The Flight of Icarus

Jacob Peter Gowy's The Flight of Icarus (1635–1637)

The Flight of Icarus painting by 17th century Flemish Baroque painter Jacob Peter Gowy, 1635-1637. The painting shows Icarus, a character in Greek mythology, plummeting into the sea since the wax holding his wings got melted by the sun. Also depicted in the painting is the famed craftsman Daedalus, Icarus’ father.

In Greek mythology, Icarus was the son of the skilled craftsman Daedalus. The story of Icarus is often associated with the tale of the labyrinth and the Minotaur. Daedalus, being imprisoned by King Minos of Crete, devised a plan to escape with his son.

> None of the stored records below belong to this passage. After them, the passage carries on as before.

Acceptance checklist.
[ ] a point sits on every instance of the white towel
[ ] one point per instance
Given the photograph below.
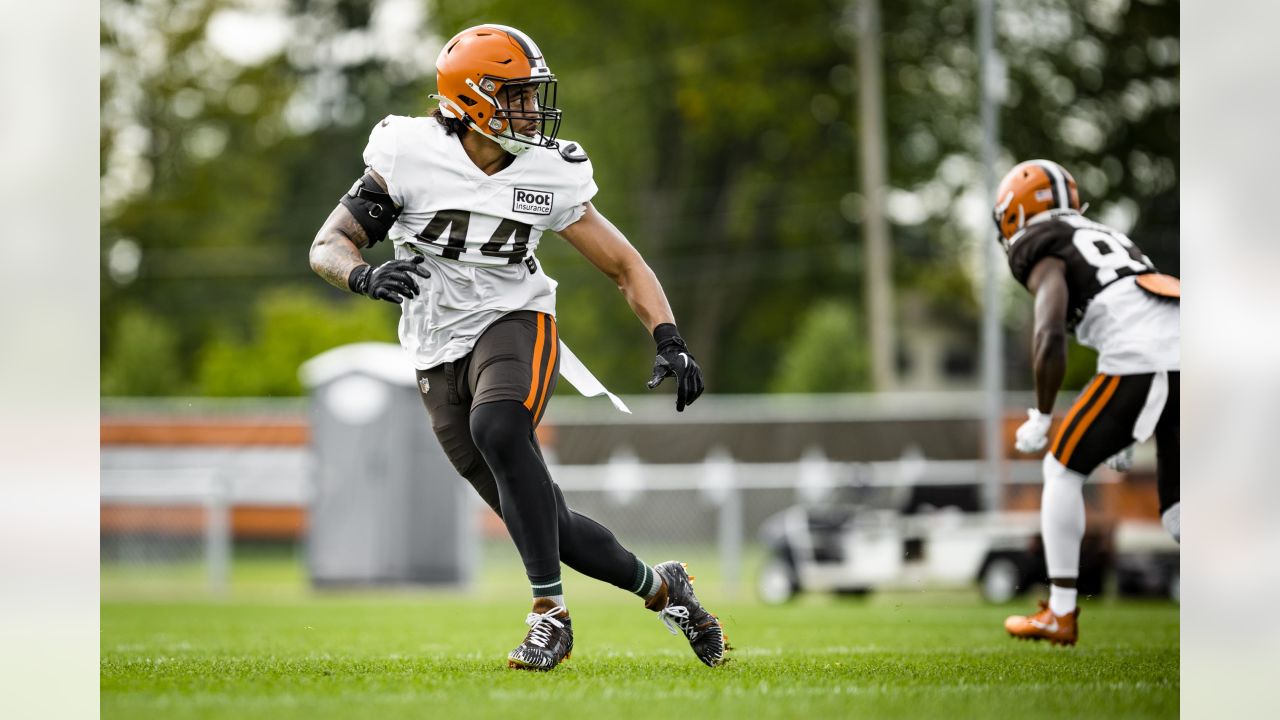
(1152, 409)
(577, 376)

Read More: Theseus and the Minotaur in Greek Mythology

To flee the island, Daedalus constructed wings made of feathers and wax. He taught Icarus how to use them, warning him not to fly too high, as the heat of the sun would melt the wax, nor too low, as the moisture of the sea would dampen the feathers.

Excited by the ability to fly, Icarus disregarded his father’s warning and soared too close to the sun. The wax holding his wings together melted, causing the feathers to fall apart. Icarus plummeted into the sea and drowned, forever becoming a cautionary tale about the perils of hubris and disobedience.